During the Yezhovshchina of 1937, Riazanov was again arrested as an alleged member of a "right-opportunist Trotskyist organisation." On 21 January 1938, following trial, the Military Collegium of the USSR Supreme Court condemned Riazanov to death and he was executed.

Riazanov was rehabilitated in political terms in 1989 as part of the glasnost campaign of Mikhail Gorbachev.

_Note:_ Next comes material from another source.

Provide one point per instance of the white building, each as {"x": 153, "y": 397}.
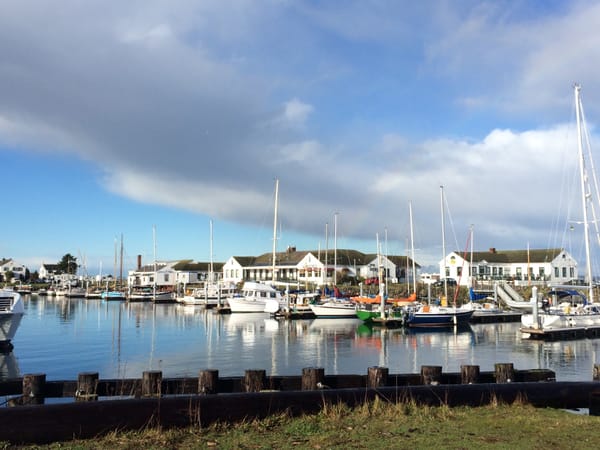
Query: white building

According to historian Colum Leckey, David Riazanov's chief achievement lay in the realm of Marxology: acquiring, preparing, and publishing for the first time previously unknown writings of Karl Marx and Frederick Engels. Included among these were the works The German Ideology, sections of Economic and Philosophic Manuscripts of 1844, Critique of Hegel's Philosophy of Right and Dialectics of Nature.

==Works==
- Anglo-russkia otnosheniia v otsenke K. Marksa: Istoriko-kriticheskii etiud. (Ango-Russian Relations in the Estimation of K. Marx: A Historico-Critical Study.) Petrograd: Izdanie Petrogradskago Soveta rabochikh i krasnoarmeiskikh deputatov, 1918.
- G.V. Plekhanov i gruppa "Osvobozhdenie truda". (G.V. Plekhanov and the "Emancipation of Labor" Group.) Moscow: Otdel pechati Moskovskogo Soveta rabochikh i krasnoarmeiskikh deputatov, 1919.
- Международный пролетариат и война. Сборник статей 1914-1916 г. (The International Proletariat and the War: Collection of Articles, 1914–1916.)
- Institut K. Marksa i F. Engelʹsa pri V.Ts.I.K. (The Institute of K. Marx and F. Engels of the All-Russian Central Executive Committee.) Moscow: Moskovskii Rabochii, 1923.
- Zadachi profsoiuzov do i v epokhu diktatury proletariata. (The Tasks of the Unions preceding and during the Epoch of the Dictatorship of the Proletariat.) Kharkov: Proletarii, 1923.
- Karl Marx and Friedrich Engels. Joshua Kunitz, trans. New York: International Publishers, 1927.
- Karl Marx: Man, Thinker, and Revolutionist. A Symposium. (Editor.) London: Lawrence and Wishart, 1927.
- Vzgliady Marksa i Engel'sa na brak i semiu. (The Views of Marx and Engels on Marriage and the Family.) Moscow: Molodaia gvardiia, 1927. —Reissued in translation as Communism and Marriage.